Up until now, the Koch brothers hadn’t indicated that they’d be taking a side in the primaries. It almost seemed that they viewed that as the kind of thing amateurs like Sheldon Adelson do, throwing money at some candidate based on overly irrational personal feelings, while they keep focused on the real goal of getting a Republican — any Republican — into the White House. By saying they’re going to support several candidates in the primaries, the Kochs are pledging to accelerate the winnowing process, by which the race’s chaff can be sloughed off and the focus can stay on the serious contenders.
Don’t be fooled by the line about them supporting all the ones whose policies they’re happy with. That’s because there’s almost no disagreement among the candidates, at least on the issues the Kochs care about. All of them would like to see low taxes on the wealthy (most have even advocated a flat tax, a boon to people like the Kochs), a dramatic reduction in regulations that affect corporations and a rollback of the social safety net. Where the Kochs personally disagree with the candidates (as they may on some social issues or on immigration), they disagree with all the candidates, because the candidates’ positions are so similar.
So mark my words: If the Kochs pick out a few candidates to support, it will be the ones they think would be the strongest in a general election and those they think put the best face on the GOP.
And the Kochs aren’t the only ones trying to do this winnowing. Fox News, which always keeps the long-term interests of the Republican Party in mind, recently announced that in the first debate of the season, it will be refusing admittance to all but 10 candidates. The excluded ones will in all likelihood find themselves caught in a vicious cycle where they can’t get coverage because they aren’t being taken seriously, and the can’t get taken seriously because they aren’t getting coverage. Ten is still a large number of candidates, but that first debate will be a key moment in the winnowing process.

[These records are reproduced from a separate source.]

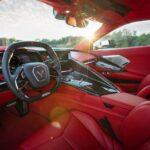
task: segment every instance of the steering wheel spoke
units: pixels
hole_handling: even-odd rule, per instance
[[[12,73],[9,67],[9,60],[15,50],[22,47],[44,48],[49,59],[43,62],[28,62]],[[51,58],[51,59],[50,59]],[[55,70],[54,72],[52,71]],[[56,53],[47,44],[41,42],[18,42],[8,46],[3,55],[2,70],[6,82],[17,98],[23,101],[35,101],[54,93],[60,84],[61,65]],[[37,92],[51,83],[51,78],[55,84],[47,92]],[[36,91],[36,92],[35,92]],[[33,93],[32,93],[33,92]],[[33,95],[35,94],[35,95]]]

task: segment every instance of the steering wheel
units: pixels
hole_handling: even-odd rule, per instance
[[[44,48],[48,54],[48,59],[42,62],[29,62],[16,67],[12,73],[10,69],[10,61],[14,52],[22,47],[40,47]],[[52,75],[51,69],[55,70]],[[61,65],[56,53],[47,44],[41,42],[18,42],[11,44],[6,48],[2,59],[2,71],[10,90],[17,98],[22,101],[35,101],[54,93],[60,84]],[[55,78],[53,86],[45,92],[37,92],[37,89],[47,87],[51,82],[51,78]],[[20,86],[22,85],[23,86]],[[28,88],[36,91],[36,94],[29,96],[24,86],[28,84]]]

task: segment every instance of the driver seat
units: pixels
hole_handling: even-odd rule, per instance
[[[118,143],[107,135],[90,115],[65,113],[40,129],[19,150],[149,150],[150,102],[135,107],[120,127]]]

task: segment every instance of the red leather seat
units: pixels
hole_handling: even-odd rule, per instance
[[[107,135],[89,115],[75,111],[64,114],[39,130],[19,149],[22,150],[149,150],[150,102],[137,106],[120,128],[123,144]]]
[[[143,98],[150,97],[150,74],[148,74],[140,83],[137,95]]]

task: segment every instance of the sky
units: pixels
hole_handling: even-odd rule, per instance
[[[85,29],[71,27],[56,20],[52,8],[37,0],[0,1],[0,37],[35,40],[91,36],[99,27],[99,23],[90,23]]]
[[[97,22],[90,22],[84,29],[68,26],[65,21],[56,20],[52,8],[38,0],[0,0],[0,37],[20,40],[59,39],[69,35],[91,37],[100,26]],[[149,27],[150,21],[128,28],[141,34],[148,32]]]

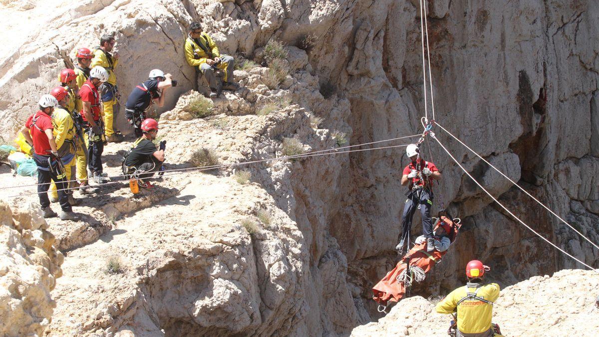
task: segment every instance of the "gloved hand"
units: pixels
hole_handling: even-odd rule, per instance
[[[416,170],[412,170],[412,172],[408,174],[409,178],[416,178],[418,177],[418,173],[416,171]]]
[[[424,170],[422,170],[422,173],[427,177],[430,176],[432,174],[432,171],[428,167],[425,167]]]
[[[96,124],[95,127],[92,127],[92,132],[94,135],[102,134],[102,128]]]

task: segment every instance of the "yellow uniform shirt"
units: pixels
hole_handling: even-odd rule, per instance
[[[458,309],[458,329],[464,333],[480,333],[491,328],[493,305],[474,299],[465,300],[458,305],[467,293],[475,293],[486,300],[494,302],[499,297],[499,285],[495,283],[482,285],[468,283],[453,290],[437,305],[439,314],[451,314]]]
[[[207,50],[212,53],[213,58],[220,56],[216,44],[212,41],[212,38],[208,36],[208,34],[202,33],[197,40]],[[198,55],[197,58],[193,57],[194,52]],[[191,37],[188,36],[185,40],[185,59],[187,60],[187,64],[192,67],[197,67],[206,63],[208,57],[209,55],[204,51],[204,49],[198,46]]]
[[[93,52],[93,58],[92,59],[92,64],[89,66],[89,68],[93,68],[96,65],[104,67],[106,69],[106,71],[108,72],[108,83],[113,85],[116,85],[116,75],[114,74],[114,68],[116,68],[118,64],[119,60],[115,59],[113,57],[112,64],[111,64],[108,62],[108,58],[106,56],[106,54],[101,49],[96,49]]]

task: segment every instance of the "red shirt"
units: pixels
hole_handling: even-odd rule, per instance
[[[93,115],[93,120],[98,121],[100,119],[100,95],[98,93],[98,88],[93,85],[92,81],[88,79],[83,85],[79,89],[79,96],[81,97],[82,102],[89,102],[92,103],[92,114]],[[80,112],[83,121],[87,121],[83,113],[82,109]]]
[[[435,166],[435,164],[431,163],[430,161],[425,161],[422,158],[420,158],[420,171],[423,170],[425,167],[428,167],[428,169],[430,170],[431,172],[436,172],[439,170],[438,168],[437,168],[437,167]],[[406,166],[405,168],[404,168],[404,174],[405,175],[409,174],[410,173],[412,172],[412,170],[416,170],[416,163],[413,161],[410,163],[409,165]],[[422,176],[423,177],[425,176],[424,173],[422,173]],[[422,181],[420,180],[420,178],[412,178],[412,183],[413,185],[415,186],[422,185]],[[428,178],[428,182],[427,183],[427,185],[428,186],[430,186],[431,187],[432,187],[432,178],[431,177]]]
[[[35,118],[35,125],[34,117]],[[34,139],[34,152],[38,155],[49,155],[52,149],[50,147],[48,136],[44,131],[48,129],[51,130],[54,129],[54,127],[52,126],[52,119],[45,112],[38,110],[27,119],[25,127],[31,131],[31,138]]]

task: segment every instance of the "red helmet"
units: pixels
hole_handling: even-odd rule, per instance
[[[57,101],[62,101],[69,94],[66,92],[66,89],[62,88],[62,86],[55,87],[50,92],[50,94],[54,96],[54,98],[56,99]]]
[[[466,264],[466,276],[470,278],[483,277],[485,272],[490,270],[491,268],[483,264],[478,260],[473,260]]]
[[[60,81],[60,83],[66,83],[66,82],[70,82],[75,78],[77,78],[77,75],[75,74],[74,70],[72,69],[63,69],[60,71],[60,74],[58,76],[58,80]]]
[[[152,118],[146,118],[146,119],[144,119],[143,122],[141,122],[141,126],[140,127],[140,128],[142,131],[144,131],[158,130],[158,122]]]
[[[92,51],[87,48],[80,48],[77,50],[77,57],[79,59],[91,59],[93,57]]]

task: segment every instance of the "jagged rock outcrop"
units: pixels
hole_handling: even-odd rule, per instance
[[[11,17],[23,18],[29,11],[29,15],[33,15],[44,9],[46,5],[41,2],[32,0],[19,8],[14,2],[8,2],[11,7],[7,10],[14,14]],[[596,41],[599,35],[599,5],[589,1],[426,2],[437,121],[592,241],[599,242],[599,192],[594,177],[599,170],[599,44],[589,43]],[[29,8],[28,4],[34,7],[25,10]],[[0,127],[3,139],[12,139],[40,93],[53,86],[56,74],[70,64],[76,47],[95,46],[99,34],[111,32],[116,32],[121,54],[122,67],[116,73],[125,95],[153,68],[173,73],[180,80],[180,87],[170,92],[165,108],[158,110],[172,110],[163,115],[160,124],[161,133],[168,139],[169,158],[175,158],[176,167],[190,166],[192,151],[202,147],[213,149],[224,162],[234,163],[280,155],[283,138],[299,139],[305,151],[319,151],[336,146],[332,137],[336,131],[346,135],[348,145],[422,131],[419,118],[424,106],[417,1],[123,0],[69,6],[59,6],[56,16],[43,17],[44,25],[33,27],[30,38],[25,43],[13,42],[13,47],[2,54],[0,118],[7,121]],[[296,71],[279,89],[270,90],[261,80],[265,68],[236,71],[244,88],[214,100],[216,116],[192,119],[194,116],[183,112],[196,94],[184,96],[180,105],[176,106],[177,96],[191,89],[194,80],[195,72],[183,56],[186,27],[192,19],[202,22],[223,52],[243,53],[248,58],[255,57],[256,61],[268,41],[281,40],[289,45],[286,62]],[[93,26],[93,31],[88,24]],[[15,36],[25,33],[18,34]],[[301,46],[298,41],[307,37],[312,43],[305,51],[294,46]],[[253,115],[268,103],[288,98],[291,104],[277,113]],[[431,108],[429,104],[429,114]],[[311,118],[314,117],[324,119],[316,129],[310,126]],[[122,114],[117,123],[126,131]],[[467,170],[524,221],[577,257],[597,265],[597,249],[441,130],[434,131]],[[429,159],[444,176],[436,191],[436,202],[447,205],[462,218],[464,225],[444,263],[415,291],[428,295],[452,288],[463,281],[465,263],[474,257],[485,260],[494,270],[502,270],[494,278],[503,285],[564,267],[579,267],[491,204],[491,200],[432,139],[428,143]],[[426,146],[423,149],[428,153]],[[259,266],[270,266],[270,262],[247,264],[244,272],[259,280],[257,288],[241,287],[235,283],[240,282],[238,279],[218,274],[208,284],[216,290],[212,297],[198,291],[193,293],[197,296],[193,303],[187,299],[176,302],[187,310],[183,312],[156,302],[150,295],[165,296],[163,290],[175,279],[190,284],[193,281],[189,279],[196,276],[208,279],[198,275],[205,272],[200,270],[202,268],[211,267],[202,259],[212,253],[202,248],[198,254],[204,257],[196,256],[189,252],[194,248],[188,242],[184,244],[189,245],[189,249],[183,253],[177,246],[165,248],[164,254],[177,256],[168,261],[154,255],[142,260],[136,255],[138,252],[126,251],[136,266],[155,263],[147,270],[156,277],[141,281],[133,273],[126,289],[108,282],[110,287],[105,288],[110,290],[102,296],[111,299],[103,302],[101,296],[95,297],[92,302],[98,305],[101,312],[93,315],[84,310],[82,317],[67,318],[80,308],[68,308],[63,302],[59,305],[60,323],[55,321],[53,331],[108,333],[129,327],[134,332],[156,333],[161,329],[184,333],[193,329],[222,334],[266,333],[273,329],[281,334],[349,333],[353,326],[377,317],[370,300],[370,288],[395,262],[392,249],[397,243],[398,217],[405,198],[400,172],[406,164],[403,149],[395,148],[252,165],[252,181],[272,198],[269,206],[288,217],[285,222],[298,231],[297,235],[291,236],[293,239],[279,238],[285,243],[276,254],[271,251],[275,249],[273,247],[255,246],[250,251],[247,237],[234,238],[234,252],[221,252],[231,253],[228,255],[231,259],[250,258],[256,252],[261,256],[268,252],[281,257],[292,250],[288,249],[288,242],[295,240],[304,249],[294,255],[294,268],[301,272],[279,267],[277,261],[271,261],[277,264],[273,275],[280,273],[280,279],[273,279],[266,272],[271,267]],[[224,172],[228,174],[231,170]],[[198,192],[186,193],[193,195]],[[119,197],[122,195],[110,198]],[[225,199],[201,209],[201,212],[223,207]],[[137,214],[137,210],[124,207],[114,214],[118,213],[118,218],[121,213]],[[126,219],[119,222],[121,220],[116,218],[115,228],[131,225]],[[418,222],[417,216],[415,233],[420,230]],[[87,231],[89,227],[81,228]],[[86,236],[92,239],[86,239],[85,244],[99,242],[94,240],[99,234],[94,232]],[[156,237],[158,239],[158,234]],[[193,241],[182,234],[177,239]],[[206,244],[197,246],[212,245]],[[106,251],[112,248],[104,247]],[[71,254],[84,258],[90,254],[86,249],[78,248]],[[149,254],[163,252],[156,252],[160,248],[154,246],[144,249]],[[83,267],[82,262],[74,261],[70,267]],[[176,273],[171,272],[171,267],[176,273],[184,274],[187,269],[195,271],[166,279],[169,273]],[[90,271],[90,275],[98,270]],[[60,293],[78,289],[76,282],[65,287]],[[294,289],[293,299],[286,297],[280,302],[283,295],[279,287]],[[256,291],[260,296],[256,296]],[[81,293],[78,300],[86,298],[87,294]],[[125,299],[119,299],[122,297]],[[111,301],[118,303],[117,309],[104,305]],[[229,301],[251,305],[229,305]],[[139,305],[135,308],[143,310],[128,311],[133,302]],[[339,303],[343,303],[343,309]],[[208,318],[215,312],[218,317],[234,315],[235,323],[221,326],[222,321]],[[174,330],[177,324],[183,327]]]
[[[40,212],[0,201],[0,335],[41,335],[64,260]]]

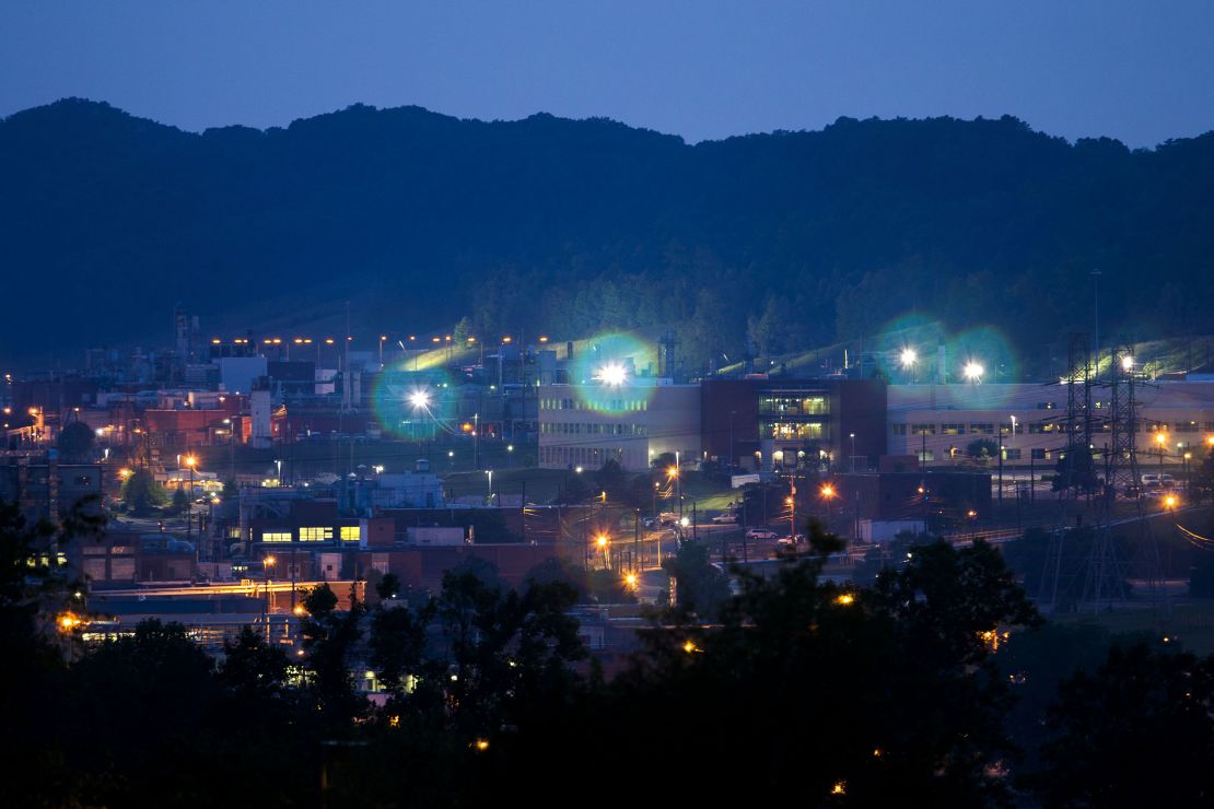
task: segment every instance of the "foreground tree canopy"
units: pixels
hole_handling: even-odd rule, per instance
[[[322,586],[299,659],[245,628],[216,663],[155,621],[83,648],[62,617],[86,619],[84,594],[46,548],[95,528],[0,507],[12,805],[1198,805],[1214,786],[1214,661],[1043,626],[982,542],[840,586],[821,576],[838,540],[810,525],[809,554],[739,574],[711,619],[654,613],[607,682],[551,564],[408,599],[385,576],[371,606]]]

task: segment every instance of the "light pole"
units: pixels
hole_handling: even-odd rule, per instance
[[[902,349],[898,355],[898,361],[902,364],[903,371],[910,372],[910,384],[914,384],[918,380],[915,377],[915,365],[919,363],[919,354],[915,349],[907,346]]]
[[[679,462],[679,450],[675,450],[675,496],[679,498],[679,524],[682,525],[682,466]]]
[[[274,559],[273,554],[270,554],[268,557],[262,557],[262,559],[261,559],[261,572],[262,572],[261,580],[262,580],[262,586],[266,589],[266,592],[265,592],[265,602],[266,602],[266,643],[270,643],[270,615],[271,615],[271,609],[270,609],[270,569],[274,566],[274,562],[277,562],[277,559]]]

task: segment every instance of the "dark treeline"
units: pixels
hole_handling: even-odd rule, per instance
[[[982,542],[915,545],[838,586],[819,572],[840,543],[811,524],[812,552],[775,577],[656,614],[608,683],[556,564],[518,591],[463,569],[403,599],[384,576],[382,600],[350,610],[322,586],[299,659],[246,629],[216,663],[158,622],[81,648],[83,597],[39,548],[89,529],[0,507],[10,805],[1208,805],[1214,790],[1214,659],[1044,625]],[[693,551],[673,566],[680,591],[702,566]],[[381,708],[354,689],[364,668]]]
[[[16,307],[0,347],[163,340],[177,302],[208,330],[337,330],[351,300],[362,336],[674,327],[688,370],[908,313],[1032,353],[1089,321],[1093,268],[1106,335],[1184,336],[1214,304],[1212,190],[1214,136],[1130,150],[1012,118],[688,146],[362,106],[195,135],[64,101],[0,121],[6,292],[55,279],[53,327]]]

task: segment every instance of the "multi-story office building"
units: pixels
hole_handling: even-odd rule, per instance
[[[665,452],[700,455],[700,386],[652,377],[539,387],[539,465],[640,472]]]
[[[885,455],[885,383],[878,380],[709,380],[703,457],[772,471],[863,472]]]

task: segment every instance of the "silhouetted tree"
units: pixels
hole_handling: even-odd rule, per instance
[[[1214,657],[1138,643],[1077,672],[1049,711],[1048,807],[1198,807],[1214,794]]]
[[[97,435],[83,421],[68,423],[59,433],[58,449],[64,463],[91,463]]]

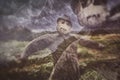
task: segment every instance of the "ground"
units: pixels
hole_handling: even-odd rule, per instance
[[[83,35],[81,35],[83,36]],[[78,45],[79,62],[81,69],[85,69],[80,80],[107,80],[98,71],[93,69],[93,65],[101,66],[119,58],[120,34],[88,35],[86,38],[97,41],[105,47],[103,50],[86,48]],[[29,58],[29,60],[17,62],[13,57],[22,53],[28,42],[9,41],[0,42],[0,79],[1,80],[47,80],[53,68],[51,54],[44,57]],[[8,55],[9,54],[9,55]],[[7,55],[7,56],[6,56]],[[39,53],[39,56],[43,53]],[[37,55],[38,56],[38,55]],[[11,57],[11,58],[10,58]],[[5,59],[5,60],[4,60]],[[9,60],[9,61],[7,61]],[[103,63],[102,63],[103,62]],[[3,63],[7,63],[4,64]],[[111,62],[110,62],[111,63]],[[92,65],[93,64],[93,65]],[[90,65],[90,67],[89,67]],[[109,64],[112,66],[112,63]],[[96,66],[95,66],[96,67]],[[98,66],[99,67],[99,66]],[[104,67],[104,66],[103,66]]]

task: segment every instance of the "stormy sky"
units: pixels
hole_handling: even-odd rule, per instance
[[[32,30],[56,30],[56,20],[66,14],[70,16],[73,30],[82,27],[73,13],[70,0],[0,0],[0,27],[27,27]],[[111,8],[120,0],[109,0]]]

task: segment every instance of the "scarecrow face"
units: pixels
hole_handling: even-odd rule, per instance
[[[64,20],[64,19],[60,19],[57,22],[57,30],[60,34],[68,34],[71,31],[71,22]]]

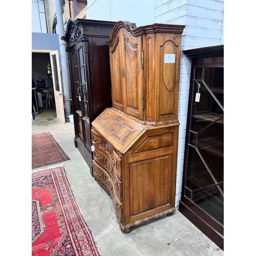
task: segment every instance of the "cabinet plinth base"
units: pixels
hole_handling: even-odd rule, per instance
[[[122,229],[122,228],[121,227],[120,227],[120,229],[121,229],[121,231],[123,233],[130,233],[131,231],[132,231],[132,230],[133,229],[133,227],[130,227],[130,228],[127,228],[127,229],[124,229],[124,230]]]

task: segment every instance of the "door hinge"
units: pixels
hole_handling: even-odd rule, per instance
[[[142,110],[144,110],[144,93],[142,93]]]
[[[141,49],[141,67],[142,69],[144,69],[144,53],[143,53],[143,49]]]

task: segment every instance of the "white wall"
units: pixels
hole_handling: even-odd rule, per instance
[[[152,24],[155,19],[155,0],[88,0],[86,17],[136,23],[137,27]]]
[[[223,44],[223,0],[156,0],[155,22],[185,25],[181,50]],[[191,60],[181,53],[175,205],[181,197]]]
[[[223,44],[224,0],[88,0],[87,18],[185,25],[181,50]],[[175,205],[181,196],[191,60],[182,52],[179,95],[180,123]]]
[[[32,32],[47,33],[43,0],[32,0]]]

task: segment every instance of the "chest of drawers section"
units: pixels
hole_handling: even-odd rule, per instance
[[[114,109],[93,122],[94,178],[123,232],[175,210],[179,124],[147,126]]]

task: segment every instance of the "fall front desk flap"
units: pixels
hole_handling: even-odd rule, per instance
[[[135,121],[112,108],[106,109],[92,125],[122,154],[125,153],[146,131]]]

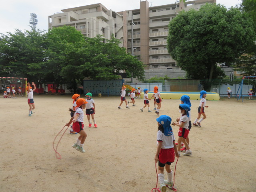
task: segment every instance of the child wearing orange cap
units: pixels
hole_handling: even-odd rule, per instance
[[[72,146],[76,150],[82,153],[84,153],[85,151],[83,146],[85,139],[87,136],[86,133],[84,130],[84,112],[83,109],[84,109],[86,107],[86,104],[87,102],[84,98],[78,99],[76,101],[76,106],[75,108],[74,119],[73,122],[73,129],[76,132],[79,133],[80,136],[77,138],[76,142]]]
[[[74,111],[75,111],[75,108],[76,108],[76,101],[78,99],[80,99],[80,95],[79,95],[78,94],[74,94],[74,95],[73,95],[73,96],[72,96],[72,98],[73,99],[73,105],[72,106],[72,109],[70,109],[70,116],[71,116],[71,118],[70,119],[70,120],[69,121],[69,122],[68,122],[68,123],[67,124],[66,124],[66,125],[68,126],[69,126],[70,125],[70,124],[71,124],[71,122],[72,122],[72,120],[73,120],[73,119],[74,119]],[[71,125],[70,126],[70,128],[71,129],[71,130],[69,131],[69,133],[70,134],[77,134],[77,133],[75,131],[74,131],[74,130],[73,130],[73,128],[72,127],[72,126]]]
[[[131,97],[131,99],[132,100],[132,106],[136,106],[134,104],[135,103],[135,100],[134,100],[134,98],[135,97],[135,92],[136,90],[135,89],[132,89],[132,92],[130,95],[130,96]]]
[[[22,93],[21,92],[21,87],[19,87],[19,90],[18,91],[18,93],[19,93],[19,96],[20,96],[20,95],[21,95],[21,96],[22,97],[23,96],[23,95],[22,95]]]
[[[30,84],[29,83],[28,83],[28,86],[26,88],[28,95],[28,103],[29,106],[29,114],[28,114],[28,116],[30,117],[31,117],[32,116],[31,115],[33,114],[32,110],[36,108],[33,95],[33,92],[34,92],[36,89],[36,85],[34,82],[32,82],[32,85],[34,86],[34,88],[33,89],[32,89],[32,88],[30,86]]]
[[[16,91],[15,90],[15,88],[14,87],[13,87],[12,88],[12,98],[13,99],[14,98],[15,98],[16,99],[17,98],[15,96],[15,93],[16,94],[17,94],[17,93],[16,92]]]
[[[123,87],[122,88],[121,90],[121,103],[119,105],[118,108],[119,109],[122,109],[121,108],[121,106],[123,104],[123,102],[124,101],[125,102],[125,104],[126,105],[126,108],[127,109],[130,109],[130,107],[128,106],[128,104],[129,104],[129,102],[128,102],[128,103],[127,103],[127,101],[126,101],[126,99],[125,98],[125,90],[126,89],[126,87],[124,86],[124,83],[123,83]]]
[[[11,94],[10,93],[11,92],[11,89],[10,88],[10,87],[7,87],[7,88],[6,89],[6,92],[7,92],[7,95],[8,95],[9,98],[10,98]]]
[[[4,98],[8,98],[8,96],[7,96],[7,93],[6,93],[6,92],[4,91]]]

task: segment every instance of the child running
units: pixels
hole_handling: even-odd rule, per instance
[[[16,92],[16,91],[15,91],[15,89],[14,87],[12,88],[12,98],[13,99],[14,98],[15,98],[16,99],[17,98],[15,96],[15,93],[16,94],[17,94],[17,93]]]
[[[172,119],[169,116],[161,115],[156,119],[158,125],[157,132],[157,148],[155,156],[155,162],[158,162],[158,180],[162,192],[166,190],[166,186],[172,188],[172,171],[170,168],[174,161],[175,156],[179,157],[179,154],[175,146],[172,129],[171,127]],[[164,180],[164,168],[167,172],[168,180]]]
[[[7,88],[6,89],[6,92],[7,92],[7,95],[8,95],[8,97],[9,98],[11,98],[11,89],[10,88],[10,87],[7,87]]]
[[[126,101],[126,99],[125,98],[125,90],[126,89],[126,87],[124,86],[124,83],[123,84],[123,86],[121,90],[121,103],[119,104],[119,106],[118,108],[119,109],[122,109],[121,108],[121,106],[123,104],[123,102],[124,101],[125,102],[125,104],[126,105],[126,108],[127,109],[130,109],[130,107],[128,106],[128,104],[129,104],[129,102],[128,102],[128,103],[127,104],[127,101]]]
[[[21,92],[21,87],[19,87],[19,90],[18,91],[18,93],[19,93],[19,96],[20,96],[21,95],[21,96],[23,97],[23,95],[22,95],[22,93]]]
[[[132,89],[132,92],[130,95],[130,96],[131,97],[131,99],[132,100],[132,106],[136,106],[134,104],[135,103],[135,100],[134,100],[135,91],[136,91],[135,89]]]
[[[155,113],[159,116],[159,110],[160,110],[160,108],[161,108],[161,107],[162,106],[162,105],[161,104],[162,99],[161,99],[161,96],[160,95],[160,93],[158,91],[158,88],[157,86],[156,86],[154,88],[154,97],[156,99],[156,102],[157,104],[157,108],[156,108],[156,111]]]
[[[254,93],[254,92],[252,91],[252,89],[250,89],[248,93],[249,93],[249,99],[252,100],[252,94]]]
[[[73,129],[76,132],[79,133],[80,136],[77,139],[76,142],[72,146],[73,148],[82,153],[84,153],[85,151],[83,146],[85,141],[87,134],[84,130],[84,112],[83,109],[86,108],[86,104],[87,102],[83,98],[78,99],[76,101],[76,106],[75,108],[75,111],[70,110],[74,113],[73,122]],[[66,125],[68,124],[69,123]]]
[[[227,92],[228,92],[228,99],[230,99],[231,92],[232,92],[232,91],[231,91],[230,87],[228,88],[228,90],[227,91]]]
[[[197,118],[196,119],[196,120],[195,120],[195,121],[194,121],[192,124],[194,126],[199,126],[200,127],[201,127],[201,122],[206,118],[206,116],[204,113],[204,108],[208,107],[208,106],[205,105],[206,102],[206,100],[205,99],[205,98],[206,97],[207,94],[207,93],[206,93],[206,92],[204,90],[201,91],[200,92],[200,98],[201,100],[200,100],[200,104],[199,104],[198,110],[198,115],[197,116]],[[201,118],[201,119],[198,121],[198,120],[201,117],[201,114],[203,115],[203,118]],[[197,124],[196,124],[196,123],[197,123]]]
[[[29,114],[28,114],[28,116],[30,117],[31,117],[32,116],[31,115],[33,114],[32,110],[36,108],[33,99],[34,96],[33,95],[33,92],[36,90],[36,85],[34,82],[32,82],[32,85],[34,86],[34,88],[33,89],[32,89],[32,88],[30,86],[30,84],[29,83],[28,83],[28,86],[26,88],[27,92],[28,103],[29,106]]]
[[[148,101],[148,100],[151,100],[151,99],[149,99],[148,97],[148,89],[144,89],[143,92],[144,92],[144,104],[145,104],[145,105],[140,108],[140,110],[142,112],[143,112],[143,109],[147,105],[148,112],[152,112],[150,111],[149,107],[149,101]]]
[[[96,122],[95,121],[95,119],[94,118],[94,114],[95,114],[95,104],[94,103],[94,101],[92,98],[92,94],[91,93],[87,93],[85,95],[86,97],[86,101],[87,104],[86,106],[86,109],[85,110],[85,114],[87,116],[87,120],[89,122],[89,126],[88,127],[92,127],[92,122],[91,120],[90,119],[90,116],[92,116],[92,119],[93,121],[93,123],[94,125],[94,127],[97,128],[97,124],[96,124]]]
[[[186,150],[186,153],[184,153],[183,155],[190,156],[192,155],[192,152],[189,149],[188,144],[186,141],[186,139],[188,136],[189,132],[188,130],[188,117],[189,117],[189,113],[188,112],[190,110],[190,108],[188,105],[183,104],[180,104],[179,109],[180,109],[180,113],[181,114],[180,121],[178,123],[173,122],[172,124],[172,125],[176,125],[180,127],[180,130],[178,134],[179,136],[178,139],[178,152],[179,154],[179,156],[180,156],[181,142],[182,142],[185,144],[186,148],[187,149],[188,149]]]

So as open as the campaign is, certain key players still have ways to at least try to rein it in. But their power is limited. One result of the newly freewheeling nature of presidential elections is that a rich donor or two can prop up the candidacy of someone with little chance to win the party’s nomination, enabling him or her to stick around and cause trouble months after he or she ought to have departed the race. This year, multiple candidates could have billionaires feeding them the money they need to keep their campaigns active deep into the primary season. If you’re a thoughtful Republican, a primary with this many candidates is a cacophonous mess, full of extremist cranks squabbling with each other and taking progressively nastier potshots at the leaders, one of whom will end up as the nominee. The longer it goes, the more that nominee has to pander to the base and the less time he or she will have to focus on Hillary Clinton.
If the Kochs are ready to put some of their ample resources into the primary campaign, it’s a sign that the enormous size of the primary field is generating some serious concern at the top of the GOP. The question is whether, even with their money, there’s much they can do about it.